Two critical impediments to launch excellence – and one solution
Reductions in HCP visits dropped drastically beginning in 2020 and are unlikely to fully recover. US physicians expect a 15 percent reduction in overall interactions with pharma, with all of that decline coming from in-person interactions. Organizations increasingly rely on asynchronous online engagement within platforms like Within3 for KOL and HCP engagement.
In a digital environment, it’s easier for medical affairs teams to obtain actionable insights in less time and at less cost than legacy engagement methods, which can be critical in short-term windows post-launch. The Within3 platform helps teams achieve 3-7x the amount of actionable insights while eliminating up to 90% of the workload associated with analysis and reporting.
Insights management technology for launch excellence
If a launch plan lacks structure and critical success factors are unmet, it risks going off track. This risk is even greater with multiple launch teams without a central coordination point. An insights management platform can serve as a single source of truth for many phases of product development for pharma companies, including elements of a successful launch and forming a cohesive cross-functional launch team.

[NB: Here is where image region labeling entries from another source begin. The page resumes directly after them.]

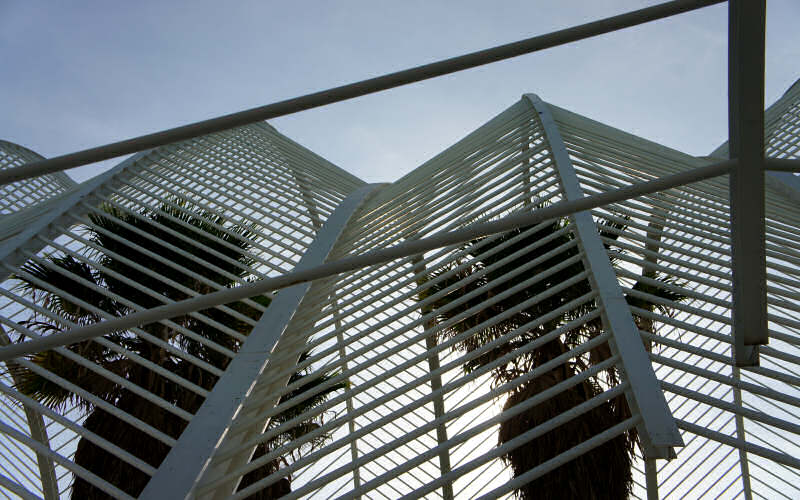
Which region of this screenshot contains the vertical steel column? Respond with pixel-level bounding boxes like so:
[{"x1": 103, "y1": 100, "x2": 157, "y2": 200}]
[
  {"x1": 728, "y1": 0, "x2": 768, "y2": 366},
  {"x1": 523, "y1": 94, "x2": 683, "y2": 458},
  {"x1": 331, "y1": 292, "x2": 361, "y2": 498},
  {"x1": 139, "y1": 184, "x2": 378, "y2": 499},
  {"x1": 733, "y1": 366, "x2": 753, "y2": 500}
]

Watch: How do you see medical affairs organizations improving launches over time?
Insights management for launch excellence – in the real world
Message testing for commercial teams is critical to bringing a product to market. One Within3 client, a global pharmaceutical company, planned to introduce a new delivery method for a successful biologic drug to treat chronic disease. Typically, this drug is administered in a physician’s office via prefilled syringe every six weeks. The new method was a self-administration mechanism that patients use on the same schedule without going to a doctor’s office or clinic. The company wanted to inform physicians of the new delivery format in an efficient, impactful way that would not require too much time from an HCP’s busy schedule.
The company engaged a group of contracted HCPs to provide input during two virtual meetings conducted via the Within3 insights management platform. The group consisted of physicians who were asked to look at a proposed advertisement and provide feedback on the following key items:
- Whether the ad made clear it was the same drug HCPs were accustomed to prescribing but in a different format
- Whether the new delivery method was apparent, given the messaging restrictions
- If the news of the new format would change physicians’ minds about prescribing the drug
The pharmaceutical company learned about HCP preferences for physician-targeted messaging, including that doctors prefer materials to be patient-focused and include information about efficacy. The HCPs also said they would not uniformly switch all patients to a self-administration method, providing valuable feedback to help the pharma company tailor its launch strategy.
Rather than multiple streams of emails, documents, and other disparate forms of communication, life science organizations are using the capabilities of an insights management platform to streamline and organize launch plans. This might take the form of an online resource center to eliminate concerns about version control, social media listening before, during, and after a pharma product launch to monitor conversations on public forums, asynchronous discussions for message testing or other forms of insight gathering, and collating and analyzing incoming observations and notes from field teams.